Prickly Perfection: Meet Arid Garden Landscape Designer and Architect Andrew Laidlaw
From towering columnar cacti reminiscent of spaghetti western landscapes to small and jewel-like specimens boasting colourful whorls of short-lived blooms, the new Arid Garden is a feast for the eyes. We sat down with the Arid Garden’s Landscape Designer and Architect, Andrew Laidlaw for a behind-the-scenes chat about the inspiration behind the new cacti and succulent garden, and why it is one of the most remarkable spaces he has worked on.

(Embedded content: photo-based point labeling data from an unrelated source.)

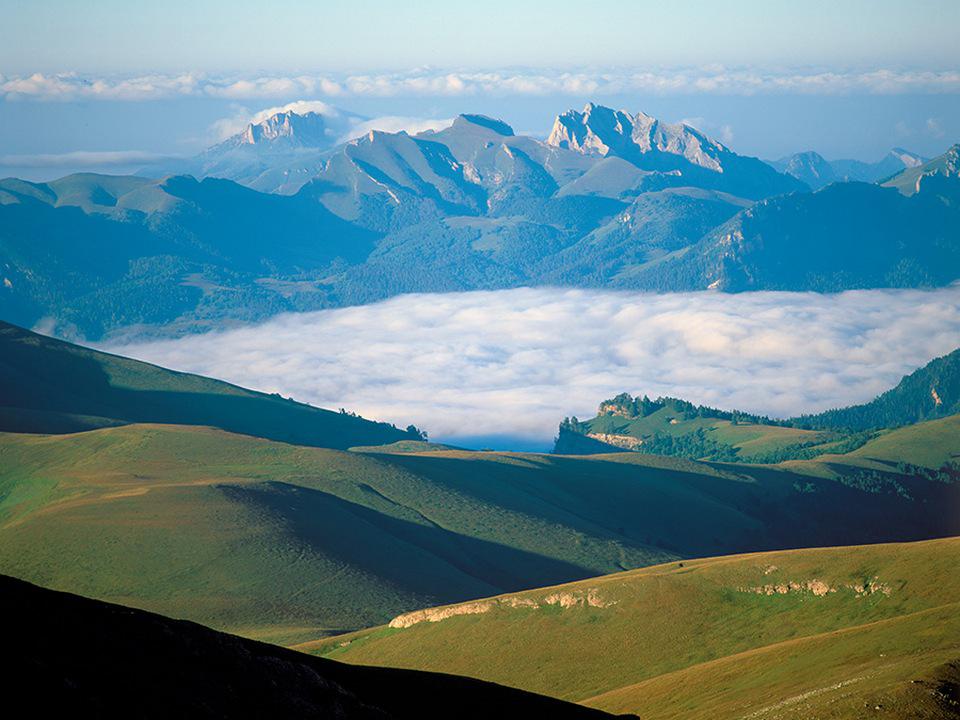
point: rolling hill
(285, 542)
(669, 426)
(817, 172)
(89, 254)
(51, 386)
(842, 632)
(74, 656)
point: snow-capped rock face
(307, 130)
(603, 131)
(908, 158)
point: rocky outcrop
(565, 599)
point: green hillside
(287, 542)
(668, 426)
(846, 236)
(931, 392)
(51, 386)
(97, 253)
(832, 632)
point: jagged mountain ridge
(472, 206)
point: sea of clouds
(504, 367)
(519, 82)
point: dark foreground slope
(85, 658)
(50, 386)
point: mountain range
(816, 171)
(609, 200)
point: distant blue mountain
(610, 199)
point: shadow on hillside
(420, 557)
(42, 375)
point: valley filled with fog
(502, 368)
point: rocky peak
(307, 130)
(906, 157)
(605, 131)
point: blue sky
(216, 35)
(126, 80)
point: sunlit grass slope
(830, 632)
(281, 541)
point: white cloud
(227, 127)
(515, 362)
(394, 123)
(82, 158)
(341, 125)
(429, 82)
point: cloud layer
(83, 159)
(514, 362)
(431, 82)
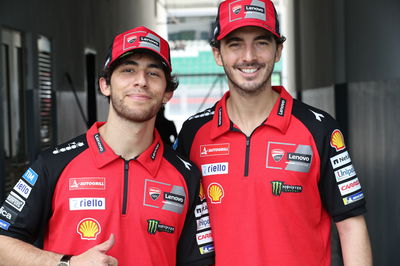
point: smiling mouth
(248, 70)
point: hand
(96, 256)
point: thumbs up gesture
(97, 255)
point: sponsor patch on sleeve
(207, 249)
(340, 159)
(353, 198)
(30, 176)
(345, 173)
(349, 186)
(164, 196)
(289, 157)
(204, 237)
(4, 225)
(215, 169)
(337, 140)
(23, 188)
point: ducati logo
(132, 39)
(236, 9)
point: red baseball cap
(139, 38)
(233, 14)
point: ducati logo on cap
(237, 9)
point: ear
(167, 96)
(217, 56)
(278, 53)
(104, 87)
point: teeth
(248, 70)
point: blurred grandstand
(202, 82)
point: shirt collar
(102, 154)
(279, 117)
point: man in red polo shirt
(275, 170)
(117, 194)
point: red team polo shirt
(271, 195)
(81, 192)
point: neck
(128, 139)
(248, 111)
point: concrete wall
(348, 57)
(74, 26)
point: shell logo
(202, 195)
(337, 140)
(215, 193)
(88, 229)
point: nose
(140, 79)
(249, 53)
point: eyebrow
(134, 63)
(260, 37)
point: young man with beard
(275, 170)
(117, 194)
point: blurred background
(341, 56)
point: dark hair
(172, 80)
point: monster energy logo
(278, 187)
(154, 226)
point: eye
(153, 73)
(263, 43)
(128, 70)
(234, 44)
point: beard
(131, 113)
(250, 87)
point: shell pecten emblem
(88, 229)
(337, 140)
(215, 193)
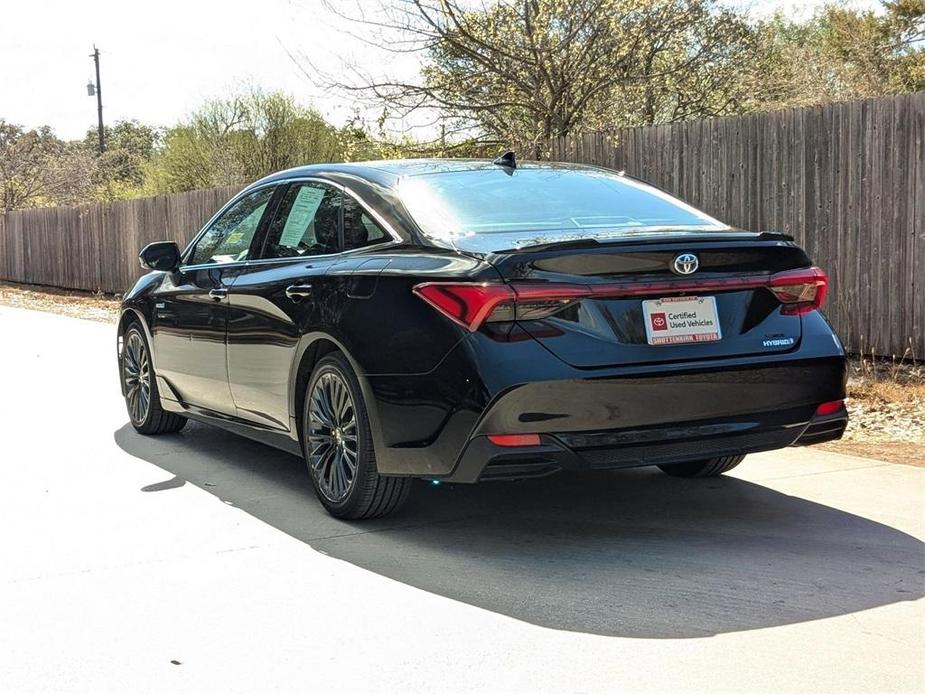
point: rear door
(281, 295)
(637, 314)
(191, 307)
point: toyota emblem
(685, 264)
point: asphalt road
(202, 562)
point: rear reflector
(830, 407)
(515, 439)
(470, 304)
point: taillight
(830, 407)
(470, 305)
(801, 291)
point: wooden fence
(95, 247)
(846, 180)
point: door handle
(298, 291)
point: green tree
(841, 53)
(242, 138)
(38, 170)
(120, 170)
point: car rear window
(543, 203)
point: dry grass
(886, 397)
(886, 406)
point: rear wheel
(703, 468)
(338, 446)
(140, 388)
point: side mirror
(160, 255)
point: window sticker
(301, 215)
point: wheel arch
(312, 347)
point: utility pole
(99, 97)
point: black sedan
(466, 321)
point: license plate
(681, 319)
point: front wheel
(140, 388)
(338, 446)
(710, 467)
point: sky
(161, 60)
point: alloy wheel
(136, 373)
(333, 440)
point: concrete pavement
(202, 562)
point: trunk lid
(612, 325)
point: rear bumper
(435, 425)
(660, 445)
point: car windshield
(529, 206)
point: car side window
(229, 238)
(307, 222)
(359, 227)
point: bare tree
(522, 71)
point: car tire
(335, 434)
(703, 468)
(139, 387)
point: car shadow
(632, 553)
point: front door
(284, 295)
(191, 307)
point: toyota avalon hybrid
(469, 320)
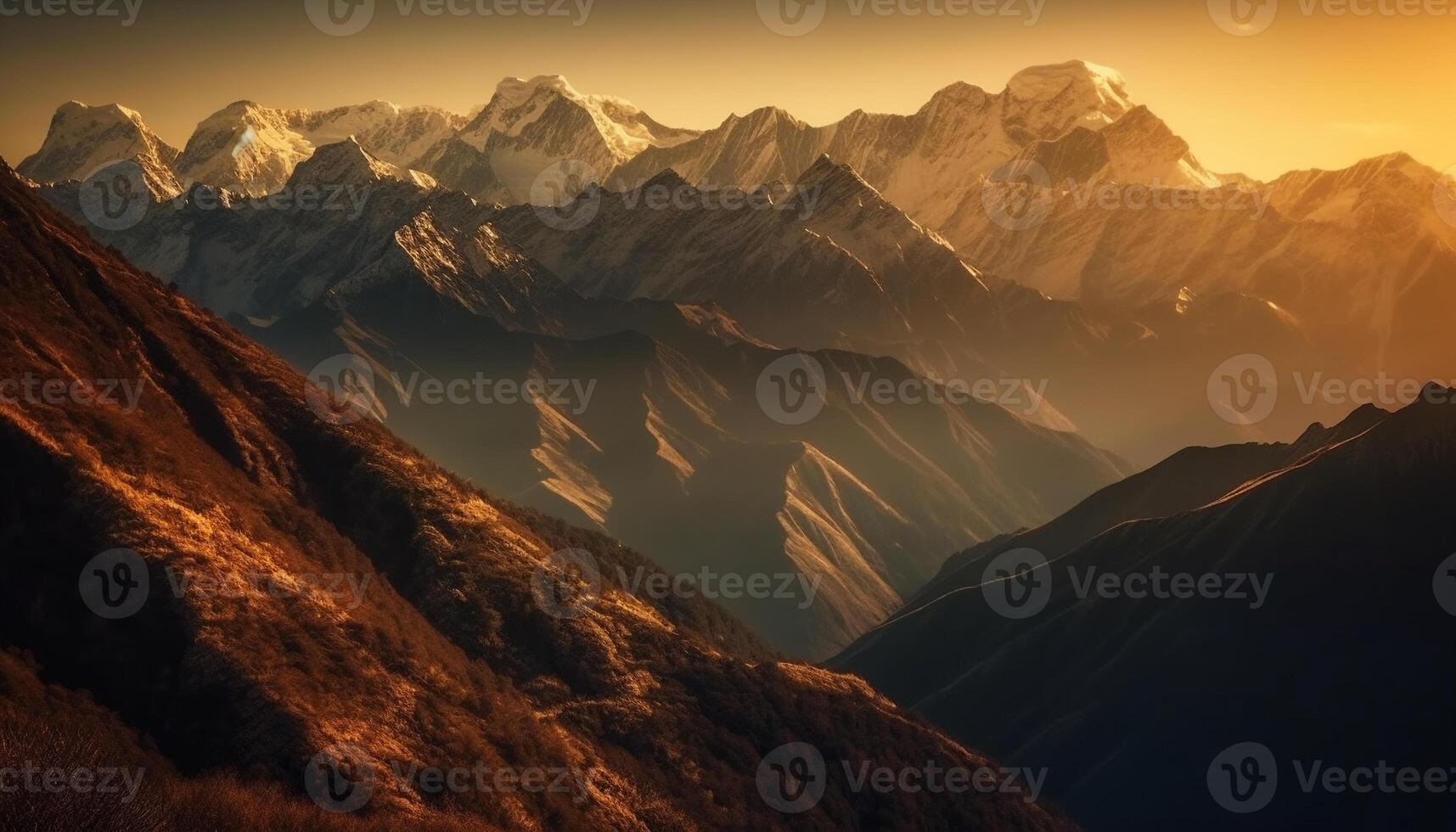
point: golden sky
(1311, 91)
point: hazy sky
(1317, 89)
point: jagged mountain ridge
(934, 164)
(863, 498)
(447, 661)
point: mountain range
(1127, 272)
(226, 700)
(425, 283)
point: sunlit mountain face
(735, 416)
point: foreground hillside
(242, 663)
(659, 436)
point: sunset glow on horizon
(1262, 105)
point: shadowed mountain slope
(223, 472)
(1344, 659)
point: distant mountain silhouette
(220, 471)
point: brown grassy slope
(223, 469)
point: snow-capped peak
(348, 164)
(1052, 99)
(622, 130)
(83, 138)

What influenced the Arid Garden design?
The Arid Garden is a contemporary take on classic 16th-century parterre garden design, which consist of inward-facing large spaces broken into smaller spaces with pathways to wander along, so people can move freely around the garden while being able to pause and marvel at the plants. Early in the design process, I looked at the cellular structure of succulent plants, and the aesthetics of these cells carried through the entire design process and helped create an organic and contemporary feel.
Were you inspired by any landscapes or plants in particular?
The arid landscapes of the Americas, as well as the history of the plants in the collection themselves. In the 1930s, Victoria’s Ralph Field invested in German explorer and botanist, Harold Blossfeld’s expedition to South America to collect cacti and succulents. Ralph Field developed an extensive collection on his property which was then carefully maintained by his son, Robert. The Gardens has been fortunate enough to acquire the Field Collection, and there are specimens positioned at the heart of the Arid Garden that were collected by Blossfeld himself.
Can you describe the design process?
The simplicity of the Arid Garden design meant we needed to reduce a lot of clutter from the old collection as well as factor in the beautiful established trees in the area. We also had to create a whole new soil profile for the site, which required plenty of time and consideration. A lot of planning goes into the soil, water and drainage of any new landscape at the Gardens to ensure maximum plant performance and safety.
Why is the new Arid Garden significant for Melbourne Gardens?
What gets us excited at the Gardens are wild collections of plants with ‘known provenance’, meaning we can pinpoint exactly where they were sourced in the natural environment and when they came into our Collection. The Arid Garden consists entirely of wild plants from known locations, including specimens from Harold Blossfeld’s 1930s expedition to South America.
What makes the Arid Garden worth visiting?
The Gardens have never been more important to our sense of health and wellbeing and connection to the natural world. I enjoy designing them, but more importantly, I enjoy being in them. The Arid Garden is a perfect meeting place and provides a fantastic opportunity to see the extent of the stunning cacti and succulent collection. As a Landscape Architect, the opportunity to design a project with specimens as remarkable as the cacti from the Field collection in their many different forms, colours and textures, is a dream come true.